Power Series solution of the following differential equation: $$y''+x^3y'+3x^2y=0$$ I started with $y = \sum_{n=0}^{\infty}a_nx^n$, then $y' = \sum_{n=1}^{\infty}na_nx^{n-1}$ and $y'' = \sum_{n=2}^{\infty}n(n-1)a_nx^{n-2}$, then, $$y''+x^3y'+3x^2y= \sum_{n=2}^{\infty}n(n-1)a_nx^{n-2}+\sum_{n=1}^{\infty}na_nx^{n+2}+3\sum_{n=0}^{\infty}a_nx^{n+2}$$ but unable to proceed further held needed.

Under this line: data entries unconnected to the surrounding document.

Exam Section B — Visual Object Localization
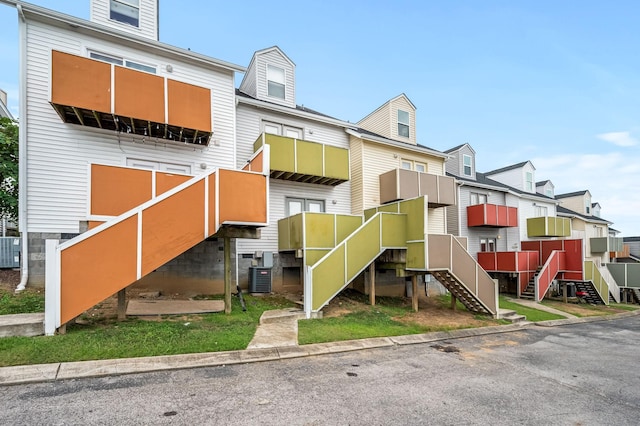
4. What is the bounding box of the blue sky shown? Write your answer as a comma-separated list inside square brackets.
[0, 0, 640, 236]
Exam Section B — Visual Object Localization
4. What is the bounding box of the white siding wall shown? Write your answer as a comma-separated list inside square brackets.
[349, 136, 364, 214]
[357, 141, 444, 212]
[254, 49, 296, 108]
[89, 0, 158, 40]
[26, 23, 235, 233]
[236, 104, 351, 253]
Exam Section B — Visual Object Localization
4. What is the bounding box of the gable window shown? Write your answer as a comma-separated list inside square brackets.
[109, 0, 140, 27]
[462, 154, 471, 176]
[480, 238, 496, 251]
[469, 192, 487, 206]
[89, 51, 156, 74]
[535, 206, 548, 217]
[398, 109, 409, 138]
[285, 197, 324, 216]
[267, 65, 285, 99]
[524, 172, 533, 192]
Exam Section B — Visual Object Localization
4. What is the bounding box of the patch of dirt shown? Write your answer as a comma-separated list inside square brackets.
[323, 291, 497, 329]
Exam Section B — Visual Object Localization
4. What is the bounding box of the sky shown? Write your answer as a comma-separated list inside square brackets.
[0, 0, 640, 236]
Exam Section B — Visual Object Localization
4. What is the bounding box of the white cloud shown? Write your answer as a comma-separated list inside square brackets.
[596, 132, 638, 146]
[531, 152, 640, 237]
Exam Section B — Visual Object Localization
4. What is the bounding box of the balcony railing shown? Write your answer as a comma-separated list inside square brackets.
[467, 203, 518, 228]
[51, 50, 211, 145]
[253, 133, 349, 186]
[380, 169, 456, 207]
[527, 216, 571, 238]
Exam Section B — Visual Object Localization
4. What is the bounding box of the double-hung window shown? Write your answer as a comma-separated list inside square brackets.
[267, 65, 285, 99]
[398, 109, 409, 138]
[109, 0, 140, 27]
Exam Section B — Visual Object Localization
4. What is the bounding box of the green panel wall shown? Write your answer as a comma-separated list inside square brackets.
[336, 215, 362, 244]
[346, 216, 380, 279]
[296, 140, 323, 176]
[381, 214, 407, 247]
[311, 245, 345, 310]
[304, 213, 336, 248]
[324, 145, 349, 180]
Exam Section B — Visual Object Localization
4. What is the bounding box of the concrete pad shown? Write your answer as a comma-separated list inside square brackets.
[0, 363, 60, 385]
[127, 300, 224, 316]
[0, 313, 44, 337]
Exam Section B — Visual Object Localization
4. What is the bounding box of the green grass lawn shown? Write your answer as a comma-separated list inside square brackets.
[498, 296, 565, 322]
[0, 295, 293, 366]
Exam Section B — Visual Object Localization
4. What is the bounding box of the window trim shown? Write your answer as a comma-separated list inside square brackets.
[284, 196, 327, 217]
[396, 108, 411, 139]
[266, 64, 287, 101]
[462, 154, 473, 176]
[109, 0, 140, 28]
[87, 49, 158, 75]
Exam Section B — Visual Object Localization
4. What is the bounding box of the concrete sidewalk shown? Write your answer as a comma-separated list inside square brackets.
[508, 299, 578, 318]
[0, 310, 640, 385]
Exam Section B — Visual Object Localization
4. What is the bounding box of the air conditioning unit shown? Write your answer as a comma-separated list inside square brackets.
[249, 266, 271, 293]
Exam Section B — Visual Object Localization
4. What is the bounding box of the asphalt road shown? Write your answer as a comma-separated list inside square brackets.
[0, 316, 640, 425]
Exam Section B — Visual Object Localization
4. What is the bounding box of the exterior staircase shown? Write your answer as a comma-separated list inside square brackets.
[520, 266, 542, 300]
[45, 147, 269, 335]
[431, 271, 492, 315]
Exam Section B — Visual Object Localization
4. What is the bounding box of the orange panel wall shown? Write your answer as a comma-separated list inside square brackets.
[51, 50, 111, 112]
[60, 216, 138, 324]
[114, 67, 165, 125]
[219, 170, 267, 224]
[156, 172, 191, 196]
[167, 80, 211, 132]
[142, 180, 205, 276]
[91, 164, 153, 216]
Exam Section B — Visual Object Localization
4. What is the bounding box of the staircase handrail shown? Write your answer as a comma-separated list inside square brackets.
[598, 263, 620, 303]
[534, 250, 564, 302]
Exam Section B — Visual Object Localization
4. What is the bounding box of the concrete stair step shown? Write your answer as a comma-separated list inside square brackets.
[0, 313, 44, 337]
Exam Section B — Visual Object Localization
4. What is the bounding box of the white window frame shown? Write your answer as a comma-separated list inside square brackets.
[109, 0, 140, 28]
[469, 192, 489, 206]
[524, 172, 533, 192]
[397, 109, 411, 139]
[267, 64, 287, 100]
[462, 154, 473, 176]
[87, 49, 158, 74]
[284, 197, 327, 217]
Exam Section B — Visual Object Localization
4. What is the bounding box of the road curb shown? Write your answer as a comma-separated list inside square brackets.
[0, 310, 640, 385]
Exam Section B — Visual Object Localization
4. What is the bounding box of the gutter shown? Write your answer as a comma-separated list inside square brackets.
[15, 4, 29, 293]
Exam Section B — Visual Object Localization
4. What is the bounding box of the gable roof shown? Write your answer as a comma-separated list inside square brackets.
[358, 93, 417, 123]
[347, 127, 451, 159]
[444, 142, 476, 154]
[0, 0, 245, 72]
[556, 189, 589, 198]
[556, 206, 613, 225]
[485, 160, 536, 175]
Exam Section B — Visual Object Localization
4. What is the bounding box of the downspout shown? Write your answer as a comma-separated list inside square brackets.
[16, 4, 29, 293]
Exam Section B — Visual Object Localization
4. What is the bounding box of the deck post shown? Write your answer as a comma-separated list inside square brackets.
[411, 274, 418, 312]
[118, 287, 127, 321]
[224, 237, 231, 314]
[369, 260, 376, 306]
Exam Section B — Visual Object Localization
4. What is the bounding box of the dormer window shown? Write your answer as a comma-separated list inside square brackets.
[524, 172, 533, 192]
[398, 109, 409, 138]
[267, 65, 285, 99]
[462, 154, 471, 176]
[109, 0, 140, 27]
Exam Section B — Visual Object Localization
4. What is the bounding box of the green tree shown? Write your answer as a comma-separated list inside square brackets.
[0, 117, 18, 220]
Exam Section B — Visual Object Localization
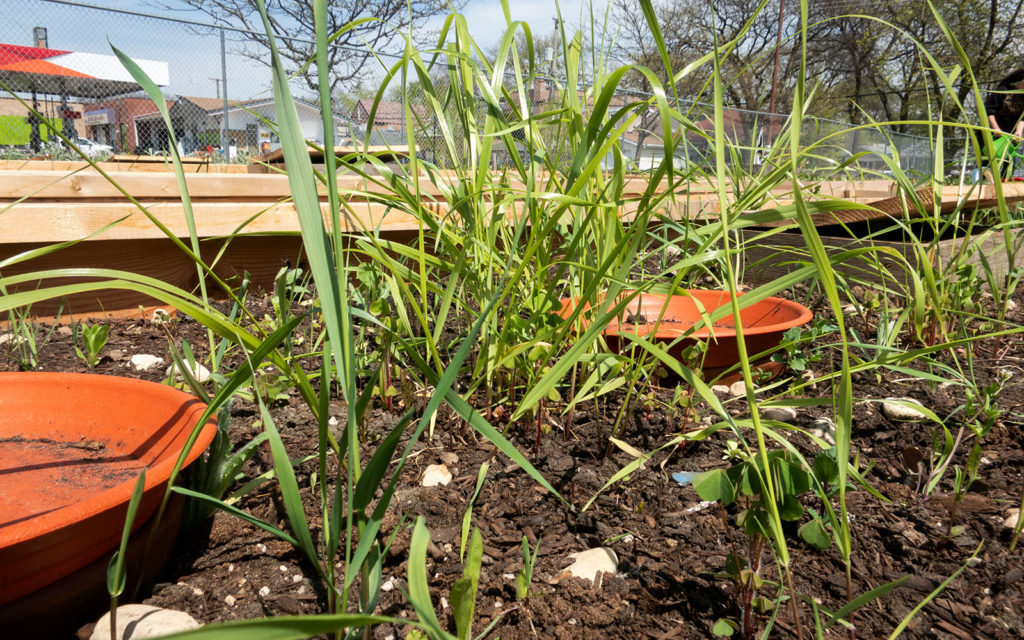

I have also observed that $y''+x^3y'+3x^2y= y''+(x^3y)'$.

Answer 1

Collect like terms \begin{align} y''+x^3y'+3x^2y&= \sum_{n=2}^{\infty}n(n-1)a_nx^{n-2}+\sum_{n=1}^{\infty}na_nx^{n+2}+3\sum_{n=0}^{\infty}a_nx^{n+2} \\&= \sum_{n=0}^{\infty}(n+2)(n+1)a_{n+2}x^{n} +\sum_{n=3}^{\infty}(n-2)a_{n-2}x^{n} +3\sum_{n=2}^{\infty}a_{n-2}x^{n} \\ &= \big[2a_2\big] + \big[6a_3\big]x + \big[12a_4+3a_0\big]x^2 +\sum_{n=3}^\infty \big[(n+2)(n+1)a_{n+2} +(n+1)a_{n-2}\big]x^n \end{align}

So to get $0$ as the result, all coefficients must be zero: \begin{align} 2a_2 &= 0 \\ 6a_3 &= 0 \\ 12a_4+3a_0 &= 0 \\ (n+2)(n+1)a_{n+2} +(n+1)a_{n-2} &= 0\quad\text{for }n\ge 3 \end{align} So $a_0, a_1$ are arbitrary, $a_2 = a_3 = 0$, $a_4=-a_0/4$, $$ a_k = -\frac{1}{k}a_{k-4}\quad\text{for }k \ge 5 $$

Answer 2

Another way to do it.

When I was a student, we were taught to never change the index. So, the way we did it :

$$y = \sum_{n=0}^{\infty}a_nx^n\qquad y' = \sum_{n=0}^{\infty}na_nx^{n-1}\qquad y'' = \sum_{n=0}^{\infty}n(n-1)a_nx^{n-2}$$ $$y''+x^3y'+3x^2y=\sum_{n=0}^{\infty}n(n-1)a_nx^{n-2}+\sum_{n=0}^{\infty}na_nx^{n+2}+3\sum_{n=0}^{\infty}a_nx^{n+2}$$ that is to say $$y''+x^3y'+3x^2y=\sum_{n=0}^{\infty}n(n-1)a_nx^{n-2}+\sum_{n=0}^{\infty}(n+3)a_nx^{n+2}$$

Now, to have the coefficient for $x^m$, the first summation requires $n-2=m$ that is to say $n=m+2$ and the second summation requires $n+2=m$ that is to say $n=m-2$. So, $$(m+2)(m+1)a_{m+2}+(m+1) a_{m-2}=0\implies a_{m+2}=-\frac {a_{m-2}} {m+2}$$

Now, make $m+2=k$ that is to say $m=k-2$ to get $$a_k=-\frac {a_{k-4}} k$$ For sure, you need to identify the very first coefficients $a_0,a_1,a_2,a_3,a_4$ but this is simple as already shown in GEdgar's answer.